In the author's practice, laparoscopic removal in the standing sedated animal is the modus operandi for complete and incomplete abdominal cryptorchids. In unilateral cases, the descended testicle is then removed using an open approach under standing sedation. Inguinally retained testicles are removed using a scrotal approach in dorsal recumbency. It was necessary to develop a reliable method of locating cryptorchid testicles before surgery in order to make the correct approach.

Technique:
All animals undergoing cryptorchid castration are starved for 36 h before examination. On presentation, individuals are heavily sedated using a routine intravenous alpha-two opiate combination. The technique is derived from that first described by Schambourg et al. (2006). The groin area is palpated and liberally soaked with surgical spirit; no clipping is carried out.
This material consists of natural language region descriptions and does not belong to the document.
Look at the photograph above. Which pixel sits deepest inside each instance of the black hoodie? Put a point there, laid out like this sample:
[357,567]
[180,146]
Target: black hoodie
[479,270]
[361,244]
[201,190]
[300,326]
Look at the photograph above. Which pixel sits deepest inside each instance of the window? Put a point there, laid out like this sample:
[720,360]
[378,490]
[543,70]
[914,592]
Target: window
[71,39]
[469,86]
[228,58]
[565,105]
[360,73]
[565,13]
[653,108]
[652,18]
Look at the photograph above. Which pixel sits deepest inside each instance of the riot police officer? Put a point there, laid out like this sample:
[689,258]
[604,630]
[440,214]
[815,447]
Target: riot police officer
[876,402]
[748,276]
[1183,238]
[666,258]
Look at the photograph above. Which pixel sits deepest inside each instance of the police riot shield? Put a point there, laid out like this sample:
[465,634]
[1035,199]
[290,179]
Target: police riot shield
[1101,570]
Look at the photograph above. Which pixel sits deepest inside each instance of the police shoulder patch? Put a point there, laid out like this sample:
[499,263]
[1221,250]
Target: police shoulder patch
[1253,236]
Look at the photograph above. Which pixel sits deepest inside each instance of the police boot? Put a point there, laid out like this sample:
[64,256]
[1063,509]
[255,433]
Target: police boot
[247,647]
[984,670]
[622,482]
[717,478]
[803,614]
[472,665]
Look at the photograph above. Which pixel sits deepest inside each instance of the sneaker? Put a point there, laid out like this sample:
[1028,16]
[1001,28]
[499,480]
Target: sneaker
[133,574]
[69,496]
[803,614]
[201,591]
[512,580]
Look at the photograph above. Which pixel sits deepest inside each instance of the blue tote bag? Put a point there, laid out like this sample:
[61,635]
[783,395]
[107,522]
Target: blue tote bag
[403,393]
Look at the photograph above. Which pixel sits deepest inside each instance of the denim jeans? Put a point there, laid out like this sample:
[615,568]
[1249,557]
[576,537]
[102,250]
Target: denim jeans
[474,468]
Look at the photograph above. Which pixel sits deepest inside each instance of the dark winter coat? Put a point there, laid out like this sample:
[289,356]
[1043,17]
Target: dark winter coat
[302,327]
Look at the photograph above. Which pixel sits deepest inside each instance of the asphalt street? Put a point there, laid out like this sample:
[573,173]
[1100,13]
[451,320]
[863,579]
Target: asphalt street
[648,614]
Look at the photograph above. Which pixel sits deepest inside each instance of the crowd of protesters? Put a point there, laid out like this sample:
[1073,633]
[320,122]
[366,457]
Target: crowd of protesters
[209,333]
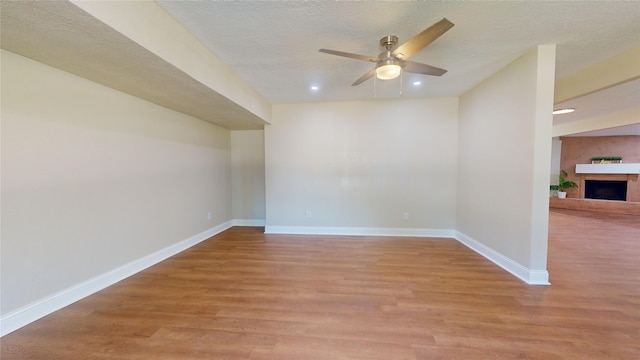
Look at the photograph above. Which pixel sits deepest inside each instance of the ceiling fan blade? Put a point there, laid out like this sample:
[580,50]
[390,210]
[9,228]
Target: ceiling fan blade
[423,39]
[419,68]
[365,77]
[349,55]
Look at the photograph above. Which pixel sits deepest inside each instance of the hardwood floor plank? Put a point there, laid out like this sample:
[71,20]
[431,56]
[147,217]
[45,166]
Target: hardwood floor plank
[246,295]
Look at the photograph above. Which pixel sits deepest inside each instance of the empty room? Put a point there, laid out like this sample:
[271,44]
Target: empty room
[319,180]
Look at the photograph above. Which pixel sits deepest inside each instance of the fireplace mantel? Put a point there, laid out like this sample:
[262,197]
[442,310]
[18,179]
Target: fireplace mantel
[631,168]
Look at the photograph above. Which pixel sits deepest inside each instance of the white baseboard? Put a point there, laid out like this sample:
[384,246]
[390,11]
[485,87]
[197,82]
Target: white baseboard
[249,222]
[309,230]
[32,312]
[531,277]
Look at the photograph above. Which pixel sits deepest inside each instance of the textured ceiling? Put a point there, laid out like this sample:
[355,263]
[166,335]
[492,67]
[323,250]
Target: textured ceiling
[62,35]
[274,45]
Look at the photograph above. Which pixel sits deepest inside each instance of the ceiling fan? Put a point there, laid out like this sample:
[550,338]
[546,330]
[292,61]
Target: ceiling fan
[391,62]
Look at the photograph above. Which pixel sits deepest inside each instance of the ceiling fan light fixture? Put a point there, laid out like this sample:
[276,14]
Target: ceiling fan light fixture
[389,69]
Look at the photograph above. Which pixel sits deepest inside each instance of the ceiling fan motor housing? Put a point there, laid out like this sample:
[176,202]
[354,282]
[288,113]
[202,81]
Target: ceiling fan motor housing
[388,42]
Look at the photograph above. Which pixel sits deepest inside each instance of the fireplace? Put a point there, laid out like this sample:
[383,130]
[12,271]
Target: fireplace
[605,189]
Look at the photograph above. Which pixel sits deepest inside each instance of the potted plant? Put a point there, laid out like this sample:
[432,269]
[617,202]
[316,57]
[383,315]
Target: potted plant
[563,184]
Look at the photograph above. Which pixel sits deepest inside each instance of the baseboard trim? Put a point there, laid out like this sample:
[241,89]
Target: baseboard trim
[531,277]
[43,307]
[250,222]
[358,231]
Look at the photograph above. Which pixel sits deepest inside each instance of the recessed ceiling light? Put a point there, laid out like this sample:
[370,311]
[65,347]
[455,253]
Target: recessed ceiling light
[563,111]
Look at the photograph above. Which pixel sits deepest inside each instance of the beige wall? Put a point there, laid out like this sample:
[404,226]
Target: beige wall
[93,179]
[504,162]
[247,176]
[362,165]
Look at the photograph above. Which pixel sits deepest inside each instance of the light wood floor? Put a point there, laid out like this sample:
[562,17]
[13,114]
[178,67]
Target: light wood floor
[246,295]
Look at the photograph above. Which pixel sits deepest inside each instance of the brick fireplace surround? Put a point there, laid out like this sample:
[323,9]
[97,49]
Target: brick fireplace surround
[580,150]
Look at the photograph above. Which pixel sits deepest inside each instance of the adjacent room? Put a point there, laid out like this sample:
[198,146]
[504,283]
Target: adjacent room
[319,180]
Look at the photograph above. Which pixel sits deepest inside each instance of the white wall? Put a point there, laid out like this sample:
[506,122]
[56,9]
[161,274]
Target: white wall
[93,179]
[504,162]
[247,177]
[357,167]
[556,152]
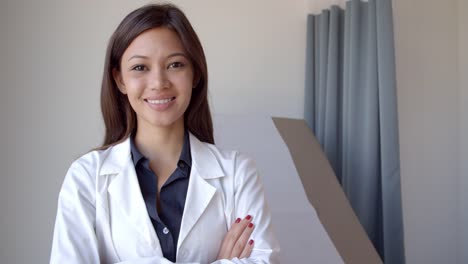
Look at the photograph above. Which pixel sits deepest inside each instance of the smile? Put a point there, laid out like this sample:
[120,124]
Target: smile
[159,102]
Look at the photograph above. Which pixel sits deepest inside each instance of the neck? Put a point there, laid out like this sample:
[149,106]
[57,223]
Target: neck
[160,143]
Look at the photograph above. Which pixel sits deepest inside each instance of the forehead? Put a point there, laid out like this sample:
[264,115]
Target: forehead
[153,42]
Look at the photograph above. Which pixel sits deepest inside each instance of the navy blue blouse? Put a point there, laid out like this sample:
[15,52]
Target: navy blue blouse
[167,221]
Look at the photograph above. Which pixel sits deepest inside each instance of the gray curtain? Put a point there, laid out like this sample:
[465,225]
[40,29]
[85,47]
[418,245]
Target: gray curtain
[351,106]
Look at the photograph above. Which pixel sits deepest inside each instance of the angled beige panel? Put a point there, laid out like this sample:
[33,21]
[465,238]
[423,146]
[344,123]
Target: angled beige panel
[325,193]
The scrotal and connective tissue abaxial to the penile shaft and external to the superficial inguinal ring are then examined methodically using a 4 MHz curvilinear ultrasound probe set on 8 cm depth. Testicles have a characteristic appearancewith a uniform grey stroma and bright acoustic signal of the tunica albuginea. If evidence of a testicle was present the case was treated as inguinal retention; if no testicle was seen, the individual was treated as an abdominally retained case. It was not possible to distinguish complete and incomplete abdominal retention because the location of this testicle was not visualised.

Results:
All rig castrations carried out by the author from June 2009 to April 2012 were identified retrospectively. The results of inguinal ultrasound determination of location were then compared with the results of surgery to calculate sensitivity, specificity, positive and negative predictive values. Fisher's exact test was used to compare the effect of side on location.
In total, 36 cryptorchid testicles were removed from 33 individual cases, 17 left- and 19 right-sided. Median age at presentation was 2 years, range 1 - 4. Breeds included 12 Welsh Cob (Section C and D), 9 Welsh Pony (Sections A and B), 8 Standardbred, 4 Irish Draught, 2 Thoroughbred and one Warmblood. No cases underwent rectal examination and only 2 had undergone blood test before examination; none reported previous attempted surgery. Overall 21 (58%) of cases were located inguinally and 15 (42%) abdominally; the proportion of left and right testicles in each location was identical (P = 1.000). Sensitivity and specificity of inguinal ultrasound examination was 0.95 and 0.87, respectively; positive and negative predictive values were 0.61 and 0.39, respectively.

Conclusion:
Inguinal ultrasound carried out in this way provided an accurate method of determining the location of cryptorchid testicles before surgery. Time spent attempting visualisation of abdominal testicles by percutaneous ultrasound of the flanks (Schambourg et al. 2006) was not necessary. One false negative case occurred; this case underwent an abortive laparoscopic examination and was then anaesthetised for inguinal removal. Two false positives occurred, both 2-year-olds, in which a small incomplete abdominally retained testicle was retrieved via a scrotal approach.

It seems most likely that these had fallen back into the abdomen in dorsal recumbency.